Mid-summer progress report:
I’ve been engaged in some reading and rereading in anticipation of getting started on the third chapter of the book project, which will chiefly consist of readings of Cabeza de Vaca as he presents himself in Castaways and Cooper’s Natty Bumppo in The Last of the Mohicans and The Prairie. I have also been editing the preface, the Columbus chapter, and the Faulkner and Amado chapter with the goals of trying to tighten up the writing. Finally and most significantly, in the Columbus chapter I’ve incorporated an argument about the Baroque that you’ll see in this post.
A while back, I wrote in this post about Foucault’s reticence as to the causes of the shifts in ideas about language and space that are his subjects in, respectively, The Order of Things and “Of Other Spaces.” For Foucault, the Baroque is the aesthetic of those shifts, but he seems deeply suspicious of it, if not actively dismissive of it: in it, “[s]imilitude is no longer the form of knowledge but rather the occasion of error, the danger to which one exposes oneself when one does not examine the obscure region of confusions” (The Order of Things, 51). Anyway, while in that earlier post I name the Encounter as the cause of those shifts Foucault describes, in the excerpt below I develop that more fully with an assist from Cuban novelist and theorist Severo Sarduy’s essay “Baroque Cosmology: Kepler” (found in Baroque New Worlds, one of the titles I mentioned here). I think this excerpt is pretty self-contained; just in case, though, “Carpentier” refers to Cuban writer Alejo Carpentier’s essay “Problemática de la actual novela latinoamericana, and “Benítez-Rojo” refers to Antonio Benítez-Rojo’s book The Repeating Island: The Caribbean and the Postmodern Perspective.
I am hopeful that someone out there in the Interwebs who knows more than I do about Foucault and/or Sarduy will bump into this and leave a comment. Thanks in advance.
[The] dynamism inherent in this New World Baroque as described by Carpentier gives us some insight into his response to his argument that this hemisphere’s lack of a style conveys well the truths of this region.

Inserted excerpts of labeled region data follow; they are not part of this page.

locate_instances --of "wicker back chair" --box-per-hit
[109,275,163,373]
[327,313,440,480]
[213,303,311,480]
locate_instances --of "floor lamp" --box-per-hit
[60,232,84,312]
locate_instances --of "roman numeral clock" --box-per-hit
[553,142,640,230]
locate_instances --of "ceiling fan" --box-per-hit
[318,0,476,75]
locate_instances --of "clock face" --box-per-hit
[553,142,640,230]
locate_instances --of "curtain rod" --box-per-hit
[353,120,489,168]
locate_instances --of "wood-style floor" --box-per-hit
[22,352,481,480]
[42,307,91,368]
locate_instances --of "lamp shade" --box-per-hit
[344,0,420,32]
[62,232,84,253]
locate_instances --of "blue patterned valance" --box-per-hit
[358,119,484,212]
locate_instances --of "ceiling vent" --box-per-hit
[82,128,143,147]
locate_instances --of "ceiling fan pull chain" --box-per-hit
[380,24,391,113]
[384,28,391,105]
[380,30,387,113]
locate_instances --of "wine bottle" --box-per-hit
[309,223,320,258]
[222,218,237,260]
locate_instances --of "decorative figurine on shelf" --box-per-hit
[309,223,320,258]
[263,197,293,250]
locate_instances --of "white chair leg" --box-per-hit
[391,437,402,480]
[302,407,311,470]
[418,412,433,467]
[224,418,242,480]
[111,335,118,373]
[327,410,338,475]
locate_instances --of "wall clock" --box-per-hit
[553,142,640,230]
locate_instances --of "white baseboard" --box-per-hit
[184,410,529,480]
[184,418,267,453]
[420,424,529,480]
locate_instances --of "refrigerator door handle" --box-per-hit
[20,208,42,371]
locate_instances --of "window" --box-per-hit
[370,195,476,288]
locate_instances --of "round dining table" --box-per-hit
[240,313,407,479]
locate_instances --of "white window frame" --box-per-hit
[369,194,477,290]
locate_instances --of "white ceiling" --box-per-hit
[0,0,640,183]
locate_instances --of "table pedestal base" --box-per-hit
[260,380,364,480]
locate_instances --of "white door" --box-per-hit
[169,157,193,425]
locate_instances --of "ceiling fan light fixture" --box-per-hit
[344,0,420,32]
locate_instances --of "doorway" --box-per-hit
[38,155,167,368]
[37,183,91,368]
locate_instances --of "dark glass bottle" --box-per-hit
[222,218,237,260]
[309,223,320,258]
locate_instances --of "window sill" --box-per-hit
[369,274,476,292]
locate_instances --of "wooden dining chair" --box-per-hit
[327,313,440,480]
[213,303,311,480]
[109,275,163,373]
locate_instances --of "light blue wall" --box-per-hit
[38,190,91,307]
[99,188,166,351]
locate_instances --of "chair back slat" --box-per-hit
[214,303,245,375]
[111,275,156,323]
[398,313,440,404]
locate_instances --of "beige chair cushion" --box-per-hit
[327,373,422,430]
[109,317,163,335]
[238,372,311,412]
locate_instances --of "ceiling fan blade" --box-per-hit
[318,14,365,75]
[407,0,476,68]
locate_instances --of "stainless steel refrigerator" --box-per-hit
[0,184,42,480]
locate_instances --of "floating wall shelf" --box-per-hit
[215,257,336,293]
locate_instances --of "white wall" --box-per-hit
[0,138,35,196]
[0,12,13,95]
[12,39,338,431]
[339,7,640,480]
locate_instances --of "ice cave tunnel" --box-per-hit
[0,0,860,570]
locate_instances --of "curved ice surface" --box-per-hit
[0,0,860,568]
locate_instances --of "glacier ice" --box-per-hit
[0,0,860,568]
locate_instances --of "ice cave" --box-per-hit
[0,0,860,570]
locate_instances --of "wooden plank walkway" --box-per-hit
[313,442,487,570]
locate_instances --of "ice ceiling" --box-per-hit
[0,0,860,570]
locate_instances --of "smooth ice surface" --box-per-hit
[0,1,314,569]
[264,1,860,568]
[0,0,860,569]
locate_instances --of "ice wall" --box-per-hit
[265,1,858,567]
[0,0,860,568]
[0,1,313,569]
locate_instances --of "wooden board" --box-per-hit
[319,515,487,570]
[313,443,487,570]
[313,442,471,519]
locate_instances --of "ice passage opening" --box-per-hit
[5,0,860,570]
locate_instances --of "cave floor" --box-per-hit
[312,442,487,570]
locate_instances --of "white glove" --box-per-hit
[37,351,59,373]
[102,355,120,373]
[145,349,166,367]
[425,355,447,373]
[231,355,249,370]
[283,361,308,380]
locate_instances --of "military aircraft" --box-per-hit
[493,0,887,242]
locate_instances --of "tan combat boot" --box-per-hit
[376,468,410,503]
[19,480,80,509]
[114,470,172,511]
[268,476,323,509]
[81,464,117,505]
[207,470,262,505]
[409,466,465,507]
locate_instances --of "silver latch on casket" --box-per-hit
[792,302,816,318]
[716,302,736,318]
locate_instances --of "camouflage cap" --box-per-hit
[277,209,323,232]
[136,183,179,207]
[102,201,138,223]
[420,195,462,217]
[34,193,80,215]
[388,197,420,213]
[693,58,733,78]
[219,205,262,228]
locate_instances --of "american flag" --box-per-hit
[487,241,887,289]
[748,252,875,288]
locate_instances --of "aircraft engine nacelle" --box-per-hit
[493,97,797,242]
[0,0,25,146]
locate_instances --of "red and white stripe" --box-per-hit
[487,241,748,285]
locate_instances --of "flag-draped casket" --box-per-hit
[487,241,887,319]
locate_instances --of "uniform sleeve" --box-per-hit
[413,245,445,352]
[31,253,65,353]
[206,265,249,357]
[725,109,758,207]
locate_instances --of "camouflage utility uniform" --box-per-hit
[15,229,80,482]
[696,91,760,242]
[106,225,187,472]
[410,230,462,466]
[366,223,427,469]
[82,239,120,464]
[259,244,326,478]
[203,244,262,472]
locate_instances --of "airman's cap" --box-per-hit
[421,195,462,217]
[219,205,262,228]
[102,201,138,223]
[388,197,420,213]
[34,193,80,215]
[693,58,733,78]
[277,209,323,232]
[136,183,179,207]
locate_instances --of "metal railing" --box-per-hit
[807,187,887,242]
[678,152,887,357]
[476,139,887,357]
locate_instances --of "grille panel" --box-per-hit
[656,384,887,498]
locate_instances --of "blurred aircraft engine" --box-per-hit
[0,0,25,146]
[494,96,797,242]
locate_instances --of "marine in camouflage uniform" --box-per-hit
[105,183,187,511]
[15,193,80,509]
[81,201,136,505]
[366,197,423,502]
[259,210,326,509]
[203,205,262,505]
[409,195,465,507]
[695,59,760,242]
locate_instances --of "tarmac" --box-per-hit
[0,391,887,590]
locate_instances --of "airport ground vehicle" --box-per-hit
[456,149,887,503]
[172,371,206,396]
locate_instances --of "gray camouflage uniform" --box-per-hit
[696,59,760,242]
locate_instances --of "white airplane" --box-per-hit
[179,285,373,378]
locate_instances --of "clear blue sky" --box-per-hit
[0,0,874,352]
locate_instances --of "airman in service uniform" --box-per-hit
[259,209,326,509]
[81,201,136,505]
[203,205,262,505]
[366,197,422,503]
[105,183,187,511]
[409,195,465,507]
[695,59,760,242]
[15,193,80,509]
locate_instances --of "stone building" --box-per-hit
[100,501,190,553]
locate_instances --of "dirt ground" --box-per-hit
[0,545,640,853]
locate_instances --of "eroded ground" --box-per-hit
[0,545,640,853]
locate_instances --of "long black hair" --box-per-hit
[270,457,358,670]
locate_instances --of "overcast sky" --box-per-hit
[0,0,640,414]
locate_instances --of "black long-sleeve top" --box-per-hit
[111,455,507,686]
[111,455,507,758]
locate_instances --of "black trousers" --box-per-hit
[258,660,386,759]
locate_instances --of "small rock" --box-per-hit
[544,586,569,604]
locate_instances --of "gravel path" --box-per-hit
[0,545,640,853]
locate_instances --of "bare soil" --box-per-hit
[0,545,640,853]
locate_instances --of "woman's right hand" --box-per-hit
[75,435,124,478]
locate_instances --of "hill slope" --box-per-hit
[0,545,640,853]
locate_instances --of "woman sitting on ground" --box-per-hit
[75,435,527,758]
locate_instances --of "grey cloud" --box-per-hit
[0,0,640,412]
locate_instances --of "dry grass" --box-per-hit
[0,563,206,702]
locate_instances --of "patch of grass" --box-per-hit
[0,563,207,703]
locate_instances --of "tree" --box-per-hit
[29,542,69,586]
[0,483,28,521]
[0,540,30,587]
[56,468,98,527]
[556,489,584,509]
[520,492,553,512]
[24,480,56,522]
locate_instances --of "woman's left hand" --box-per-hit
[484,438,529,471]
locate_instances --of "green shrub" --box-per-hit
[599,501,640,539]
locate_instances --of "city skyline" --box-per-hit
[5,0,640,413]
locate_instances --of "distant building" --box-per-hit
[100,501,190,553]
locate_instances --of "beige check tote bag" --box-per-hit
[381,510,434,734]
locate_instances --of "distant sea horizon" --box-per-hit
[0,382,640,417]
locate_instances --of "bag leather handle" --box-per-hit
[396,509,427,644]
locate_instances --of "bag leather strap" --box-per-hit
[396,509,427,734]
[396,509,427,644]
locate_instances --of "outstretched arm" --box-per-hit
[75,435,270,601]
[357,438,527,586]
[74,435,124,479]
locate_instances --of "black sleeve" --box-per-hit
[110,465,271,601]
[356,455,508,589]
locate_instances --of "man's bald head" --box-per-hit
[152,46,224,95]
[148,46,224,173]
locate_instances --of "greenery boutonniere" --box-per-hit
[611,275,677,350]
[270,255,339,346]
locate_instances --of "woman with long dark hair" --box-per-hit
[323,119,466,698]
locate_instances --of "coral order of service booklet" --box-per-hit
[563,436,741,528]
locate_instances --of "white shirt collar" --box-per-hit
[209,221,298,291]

Moreover, other writers and critics likewise, in their own ways, either name the dilemma(s) New World writers encounter, or name it/them and then propose ways of framing New World experience similar to Carpentier’s own solution and his rationale for it. That solution lies not so much in postmodernism’s lack of a center and distrust of Grand Narratives but, rather, in the Baroque’s honoring of dynamism, its lack of fixedness, which creates a space within which the interactions of cultures and the land provide a common ground for this hemisphere’s writers.